Sunday, February 27, 2022

Burn Out

Experiencing some amount of burn out appears to be an inevitable part of being a counsellor so it's not so much about how to avoid it rather than how to recognize it's happening and address it sooner than later. I notice that I'm burning out when I stop feeling passionate about school. I know I'm passionate about school as a fact so when it feels like I am not I eventually realize that it's a symptom rather than reality. 

Another signal is general irritability. I can especially notice this when I interact with my partner and things that I usually find annoying but manageable feel like things I need him to immediate change and address about himself. This is challenging because it results in me expressing myself in a way that feels disrespectful and mean which results in extended shame and discomfort on my part. We have discussed how to navigate this part of me and it's still a work in progress, but at least it's not a secret.
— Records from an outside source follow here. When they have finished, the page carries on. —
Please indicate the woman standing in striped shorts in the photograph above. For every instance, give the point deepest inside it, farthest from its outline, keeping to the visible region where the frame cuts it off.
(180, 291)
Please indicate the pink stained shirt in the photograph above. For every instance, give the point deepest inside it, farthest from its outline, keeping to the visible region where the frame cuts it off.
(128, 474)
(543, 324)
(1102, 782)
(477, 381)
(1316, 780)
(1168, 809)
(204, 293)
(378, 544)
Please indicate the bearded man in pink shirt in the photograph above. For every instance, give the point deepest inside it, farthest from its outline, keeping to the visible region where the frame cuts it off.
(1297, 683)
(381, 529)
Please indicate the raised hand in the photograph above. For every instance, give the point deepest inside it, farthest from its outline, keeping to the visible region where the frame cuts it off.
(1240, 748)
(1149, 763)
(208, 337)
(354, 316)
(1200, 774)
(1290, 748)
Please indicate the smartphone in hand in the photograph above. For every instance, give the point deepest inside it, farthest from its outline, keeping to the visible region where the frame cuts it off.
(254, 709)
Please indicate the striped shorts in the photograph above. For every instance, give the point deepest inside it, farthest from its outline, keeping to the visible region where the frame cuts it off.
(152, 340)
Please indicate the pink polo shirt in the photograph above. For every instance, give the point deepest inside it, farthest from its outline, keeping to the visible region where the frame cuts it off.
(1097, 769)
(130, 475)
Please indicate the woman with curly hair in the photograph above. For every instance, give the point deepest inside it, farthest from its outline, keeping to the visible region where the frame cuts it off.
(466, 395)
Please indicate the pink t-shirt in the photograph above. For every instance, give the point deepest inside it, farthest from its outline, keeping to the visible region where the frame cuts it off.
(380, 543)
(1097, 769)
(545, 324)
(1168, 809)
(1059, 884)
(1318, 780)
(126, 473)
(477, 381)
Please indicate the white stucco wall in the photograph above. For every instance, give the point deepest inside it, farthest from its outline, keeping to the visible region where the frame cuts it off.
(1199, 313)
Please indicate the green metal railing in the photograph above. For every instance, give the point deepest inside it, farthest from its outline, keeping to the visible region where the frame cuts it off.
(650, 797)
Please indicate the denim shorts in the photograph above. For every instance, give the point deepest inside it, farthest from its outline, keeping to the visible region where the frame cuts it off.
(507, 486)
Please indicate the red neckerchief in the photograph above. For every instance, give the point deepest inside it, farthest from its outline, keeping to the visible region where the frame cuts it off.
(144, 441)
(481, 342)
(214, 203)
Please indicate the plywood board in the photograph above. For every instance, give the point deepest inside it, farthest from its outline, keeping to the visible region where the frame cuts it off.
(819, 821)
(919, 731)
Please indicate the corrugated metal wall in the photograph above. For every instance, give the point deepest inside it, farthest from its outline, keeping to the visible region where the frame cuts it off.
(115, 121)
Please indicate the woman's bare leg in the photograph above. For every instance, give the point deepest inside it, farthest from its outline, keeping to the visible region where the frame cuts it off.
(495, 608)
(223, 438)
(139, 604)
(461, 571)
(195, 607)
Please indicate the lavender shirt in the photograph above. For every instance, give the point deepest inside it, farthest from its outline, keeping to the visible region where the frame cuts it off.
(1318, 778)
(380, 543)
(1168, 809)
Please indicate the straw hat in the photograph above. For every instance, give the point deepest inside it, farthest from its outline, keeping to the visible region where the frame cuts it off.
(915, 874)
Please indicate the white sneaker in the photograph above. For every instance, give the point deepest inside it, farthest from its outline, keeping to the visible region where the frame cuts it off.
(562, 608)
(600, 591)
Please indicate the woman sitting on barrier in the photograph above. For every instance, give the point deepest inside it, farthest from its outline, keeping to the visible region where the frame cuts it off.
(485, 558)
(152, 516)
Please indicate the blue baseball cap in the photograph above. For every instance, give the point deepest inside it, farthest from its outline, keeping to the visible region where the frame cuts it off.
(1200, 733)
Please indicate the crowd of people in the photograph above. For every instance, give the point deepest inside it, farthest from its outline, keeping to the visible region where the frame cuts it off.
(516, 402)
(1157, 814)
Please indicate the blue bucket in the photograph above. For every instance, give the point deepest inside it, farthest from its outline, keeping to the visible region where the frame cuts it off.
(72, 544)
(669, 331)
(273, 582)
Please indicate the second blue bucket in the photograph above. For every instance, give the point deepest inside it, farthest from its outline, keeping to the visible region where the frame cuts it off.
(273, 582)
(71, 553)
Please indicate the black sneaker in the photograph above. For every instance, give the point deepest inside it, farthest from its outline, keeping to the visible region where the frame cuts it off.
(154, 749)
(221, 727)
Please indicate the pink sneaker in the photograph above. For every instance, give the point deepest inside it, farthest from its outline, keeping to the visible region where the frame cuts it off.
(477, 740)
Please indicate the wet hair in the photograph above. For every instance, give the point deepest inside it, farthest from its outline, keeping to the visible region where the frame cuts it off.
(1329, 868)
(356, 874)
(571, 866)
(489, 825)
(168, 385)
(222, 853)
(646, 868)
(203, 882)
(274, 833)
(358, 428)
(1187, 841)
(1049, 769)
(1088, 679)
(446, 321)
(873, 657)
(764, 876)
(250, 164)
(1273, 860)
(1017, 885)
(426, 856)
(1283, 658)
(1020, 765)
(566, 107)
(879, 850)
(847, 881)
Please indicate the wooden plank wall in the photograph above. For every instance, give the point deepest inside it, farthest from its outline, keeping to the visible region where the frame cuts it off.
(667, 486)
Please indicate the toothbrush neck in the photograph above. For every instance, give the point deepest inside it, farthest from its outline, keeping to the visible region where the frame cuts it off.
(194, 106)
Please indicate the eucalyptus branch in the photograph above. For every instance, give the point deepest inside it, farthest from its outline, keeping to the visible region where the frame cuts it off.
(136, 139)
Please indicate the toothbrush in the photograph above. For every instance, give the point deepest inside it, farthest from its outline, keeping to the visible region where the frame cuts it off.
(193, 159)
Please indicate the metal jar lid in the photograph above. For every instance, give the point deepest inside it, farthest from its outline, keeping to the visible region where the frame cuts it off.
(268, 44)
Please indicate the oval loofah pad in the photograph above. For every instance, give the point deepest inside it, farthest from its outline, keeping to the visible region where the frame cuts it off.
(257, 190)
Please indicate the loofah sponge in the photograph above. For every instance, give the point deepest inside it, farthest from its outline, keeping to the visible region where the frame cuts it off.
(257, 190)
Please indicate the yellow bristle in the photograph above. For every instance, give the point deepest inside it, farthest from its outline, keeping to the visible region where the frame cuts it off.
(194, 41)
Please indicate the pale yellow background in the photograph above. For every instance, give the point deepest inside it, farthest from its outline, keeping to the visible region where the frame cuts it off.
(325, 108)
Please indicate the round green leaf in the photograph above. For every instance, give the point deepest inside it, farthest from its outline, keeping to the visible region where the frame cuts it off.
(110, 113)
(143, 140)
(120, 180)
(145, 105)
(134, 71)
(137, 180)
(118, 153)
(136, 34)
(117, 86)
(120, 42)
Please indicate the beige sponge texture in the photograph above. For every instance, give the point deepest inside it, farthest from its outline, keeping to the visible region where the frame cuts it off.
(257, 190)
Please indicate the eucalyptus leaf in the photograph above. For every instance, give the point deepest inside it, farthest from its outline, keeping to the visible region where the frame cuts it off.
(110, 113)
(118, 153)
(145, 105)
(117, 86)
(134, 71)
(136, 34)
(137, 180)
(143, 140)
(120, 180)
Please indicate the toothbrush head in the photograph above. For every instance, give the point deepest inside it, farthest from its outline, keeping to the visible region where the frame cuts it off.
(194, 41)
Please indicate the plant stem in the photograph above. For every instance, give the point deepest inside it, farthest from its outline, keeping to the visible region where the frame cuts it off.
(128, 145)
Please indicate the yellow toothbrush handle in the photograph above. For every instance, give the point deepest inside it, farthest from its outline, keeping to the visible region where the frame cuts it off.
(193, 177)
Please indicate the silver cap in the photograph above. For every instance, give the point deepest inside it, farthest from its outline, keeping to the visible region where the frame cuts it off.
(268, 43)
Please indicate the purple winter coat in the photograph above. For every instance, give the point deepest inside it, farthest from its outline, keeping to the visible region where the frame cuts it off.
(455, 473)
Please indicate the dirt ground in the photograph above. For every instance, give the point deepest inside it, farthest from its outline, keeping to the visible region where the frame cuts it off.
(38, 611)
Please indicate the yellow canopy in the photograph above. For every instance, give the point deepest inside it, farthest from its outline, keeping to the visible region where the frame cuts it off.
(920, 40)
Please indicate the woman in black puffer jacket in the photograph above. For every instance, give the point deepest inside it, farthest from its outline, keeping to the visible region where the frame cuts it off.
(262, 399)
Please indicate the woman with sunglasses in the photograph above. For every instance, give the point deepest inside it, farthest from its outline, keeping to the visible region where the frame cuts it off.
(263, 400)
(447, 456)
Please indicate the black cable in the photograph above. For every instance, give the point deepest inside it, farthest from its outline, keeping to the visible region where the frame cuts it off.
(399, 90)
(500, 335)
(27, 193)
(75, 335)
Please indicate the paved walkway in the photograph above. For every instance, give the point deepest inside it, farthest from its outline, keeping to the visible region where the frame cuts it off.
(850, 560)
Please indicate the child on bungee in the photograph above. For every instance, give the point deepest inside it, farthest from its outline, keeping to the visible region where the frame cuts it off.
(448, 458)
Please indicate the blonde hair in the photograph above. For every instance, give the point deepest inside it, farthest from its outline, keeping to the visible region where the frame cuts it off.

A third symptom that I recognize is general fatigue. I noticed this morning that even though I had a very good sleep last night that I still felt that sensation of burning relief when I closed my eyes. Ahhhhh, sweet burning relief. I thought I was well rested, but this helped me recognize that I needed more than one night of restful sleep. 

Highly distressing situations take several days or even weeks to move through even if it might be easy to ignore the residual effects. I'm really trying to lean in to paying attention to my body and what it needs to tell me about what's happening for me unconsciously. There are signals that I have overlooked in the past that can help me process what is going on so that it doesn't need to be stored for future analysis. 

Essentially I have recognized that I no longer want to 'hold on' to experiences that don't serve me. I don't want to live in fear. I want to recognize that shitty interactions occur, don't need to be the norm, and I am resilient and strong so I'm able to live through them without too much suicidal ideation. Some, but not too much. At this point, I have enough folks in my life that I can tell if I'm feeling suicidal and I know they understand. By sharing it and not keeping it as a shameful secret, it passes more quickly and doesn't burden me as heavily.

I got some time off work as a result of experiencing burn out and I thought that my days off would be filled with catching up on school. Wrong I was, there were many other important things that I needed to do in order to catch up on taking care of myself which included doing nothing that felt 'productive'. Making time to experience the moment and whatever it brings is essential to my mental wellness. It can be really hard to value empty space in my calendar to the point of safeguarding it. Having a bit more time for now allows me to understand just how precious it can be.